We have a lot of Enterprise customers deploying our Alliance LogAgent solution for the IBM i server to send security events to Splunk. On occasion a customer will deploy Alliance LogAgent and send data in the Log Event Extended Format (LEEF) to Splunk. The LEEF format is the preferred log data format for the IBM Security QRadar SIEM, so I’ve always found this a bit puzzling.
Security event information in syslog format (see RFC 3164) is largely unstructured data. And unstructured data is hard for SIEM solutions to understand. Here is an example from an Apache web server log:
[Wed Oct 11 14:32:52 2000] [error] [client 127.0.0.1] client denied by server configuration: /export/home/live/ap/htdocs/test
An SIEM administrator would have to do a fair amount of work configuring the SIEM to properly understand the importance of this message and take the proper action. If only the data was in some type of normalized format!
It turns out that the IBM Security QRadar LEEF format normalizes the system log information. A message like the above might look something like this in LEEF format:
date=20001011 time=143252 ipAddress=127.0.0.1 violation=client denied severity=5 path=/export/home/live/ap/htdocs/test
With field definitions like “date” and “time” the Splunk SIEM can easily digest the message and the Splunk query tools work great. It is easy to create reports and dashboards with this type of normalized data. The LEEF format is really good about this and Alliance LogAgent supports the LEEF definition.

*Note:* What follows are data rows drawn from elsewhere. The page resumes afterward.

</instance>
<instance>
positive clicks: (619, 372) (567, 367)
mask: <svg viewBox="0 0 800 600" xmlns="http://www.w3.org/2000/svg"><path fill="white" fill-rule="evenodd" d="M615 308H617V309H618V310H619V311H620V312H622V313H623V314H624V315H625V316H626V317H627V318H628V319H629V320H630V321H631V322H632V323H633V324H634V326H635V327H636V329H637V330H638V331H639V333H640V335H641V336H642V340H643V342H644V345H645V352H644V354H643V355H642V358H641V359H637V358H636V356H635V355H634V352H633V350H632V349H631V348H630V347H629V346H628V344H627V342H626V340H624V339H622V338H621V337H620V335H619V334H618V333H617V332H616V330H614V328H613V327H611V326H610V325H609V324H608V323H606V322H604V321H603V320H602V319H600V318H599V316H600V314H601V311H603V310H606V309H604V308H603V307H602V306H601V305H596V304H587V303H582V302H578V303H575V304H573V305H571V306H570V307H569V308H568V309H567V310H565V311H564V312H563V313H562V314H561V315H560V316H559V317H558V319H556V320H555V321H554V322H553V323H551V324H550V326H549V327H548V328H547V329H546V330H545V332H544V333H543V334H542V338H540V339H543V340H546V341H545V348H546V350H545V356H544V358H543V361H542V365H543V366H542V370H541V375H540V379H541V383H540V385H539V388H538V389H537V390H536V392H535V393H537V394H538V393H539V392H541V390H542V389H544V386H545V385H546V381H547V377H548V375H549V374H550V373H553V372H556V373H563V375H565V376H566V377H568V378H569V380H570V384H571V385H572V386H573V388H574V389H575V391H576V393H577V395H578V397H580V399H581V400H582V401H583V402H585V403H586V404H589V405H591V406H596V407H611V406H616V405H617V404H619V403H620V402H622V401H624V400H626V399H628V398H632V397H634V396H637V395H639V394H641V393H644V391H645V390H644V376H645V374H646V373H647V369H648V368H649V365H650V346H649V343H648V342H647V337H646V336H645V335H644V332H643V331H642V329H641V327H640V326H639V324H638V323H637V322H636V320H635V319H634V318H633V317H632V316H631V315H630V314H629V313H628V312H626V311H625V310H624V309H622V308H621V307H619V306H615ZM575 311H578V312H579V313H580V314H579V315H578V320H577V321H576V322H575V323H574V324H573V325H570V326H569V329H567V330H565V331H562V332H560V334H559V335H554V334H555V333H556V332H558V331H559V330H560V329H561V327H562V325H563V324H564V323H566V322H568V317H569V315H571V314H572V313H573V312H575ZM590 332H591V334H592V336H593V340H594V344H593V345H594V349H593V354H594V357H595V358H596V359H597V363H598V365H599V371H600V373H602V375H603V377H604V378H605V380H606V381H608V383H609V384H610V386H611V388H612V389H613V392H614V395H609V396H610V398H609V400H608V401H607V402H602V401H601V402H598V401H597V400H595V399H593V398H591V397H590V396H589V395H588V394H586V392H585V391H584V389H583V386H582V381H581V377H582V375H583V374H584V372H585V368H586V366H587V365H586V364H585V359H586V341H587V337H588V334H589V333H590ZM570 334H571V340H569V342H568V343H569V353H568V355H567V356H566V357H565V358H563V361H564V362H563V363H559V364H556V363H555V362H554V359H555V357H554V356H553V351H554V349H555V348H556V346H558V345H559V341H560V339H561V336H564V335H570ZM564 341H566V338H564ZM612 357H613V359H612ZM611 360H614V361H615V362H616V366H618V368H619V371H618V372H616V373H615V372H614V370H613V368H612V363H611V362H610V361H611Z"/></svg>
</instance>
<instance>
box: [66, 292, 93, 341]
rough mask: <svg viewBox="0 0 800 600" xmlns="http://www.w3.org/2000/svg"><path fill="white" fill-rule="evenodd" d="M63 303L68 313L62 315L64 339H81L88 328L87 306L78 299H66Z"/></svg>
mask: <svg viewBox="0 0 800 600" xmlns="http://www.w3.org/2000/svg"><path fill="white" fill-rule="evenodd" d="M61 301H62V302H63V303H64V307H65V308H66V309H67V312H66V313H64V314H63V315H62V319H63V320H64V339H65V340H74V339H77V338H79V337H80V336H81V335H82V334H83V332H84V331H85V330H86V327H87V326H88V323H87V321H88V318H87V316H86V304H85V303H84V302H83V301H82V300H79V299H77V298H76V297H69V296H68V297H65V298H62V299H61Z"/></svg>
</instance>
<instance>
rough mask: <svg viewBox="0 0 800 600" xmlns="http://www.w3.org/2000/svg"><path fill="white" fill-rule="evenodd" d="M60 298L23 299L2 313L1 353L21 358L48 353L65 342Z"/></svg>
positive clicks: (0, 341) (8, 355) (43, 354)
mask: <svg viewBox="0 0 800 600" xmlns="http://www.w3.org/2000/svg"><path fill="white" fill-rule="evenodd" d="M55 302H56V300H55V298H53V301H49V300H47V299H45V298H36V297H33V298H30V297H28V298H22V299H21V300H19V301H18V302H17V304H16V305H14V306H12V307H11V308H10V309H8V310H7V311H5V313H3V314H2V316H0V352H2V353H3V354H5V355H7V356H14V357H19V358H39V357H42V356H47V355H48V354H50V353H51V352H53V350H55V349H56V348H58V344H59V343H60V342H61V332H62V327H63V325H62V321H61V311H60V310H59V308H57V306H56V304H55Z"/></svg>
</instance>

What most Splunk administrators do not realize is that our Alliance LogAgent solution normalizes all IBM i security events in this type of normalized fashion. That is, this format is the default data format for security events. This is already what Alliance LogAgent does for IBM i security events!
When we started the development of Alliance LogAgent more than 10 years ago we understood at the outset that system log data would be hard for a SIEM to parse. So from the first release of our solution we provided data in this normalized format. Whether you are using Splunk, LogRhythm, Alert Logic, or any other SIEM we make it really easy for the SIEM to digest and act on the information. And forensic, query, and dashboards are easy to create.
So, Splunk users - listen up! The default system log format in Alliance LogAgent is exactly what you need to make Splunk work really well. You can use the LEEF format if you really want to, but you have all of the benefits of normalized data with the default format.
Here at Townsend Security we are vendor neutral when it comes to SIEM solutions. Our customers deploy a wide range of solutions including Splunk, IBM QRadar, LogRhythm, Alert Logic, SolarWinds, McAfee, and lots more. And they can move from one SIEM to another without changing their Alliance LogAgent configurations. We believe that actively monitoring system logs in real time is one of the most important security steps you can take. Early detection of a problem is so much better than trying to remediate a breach after the fact.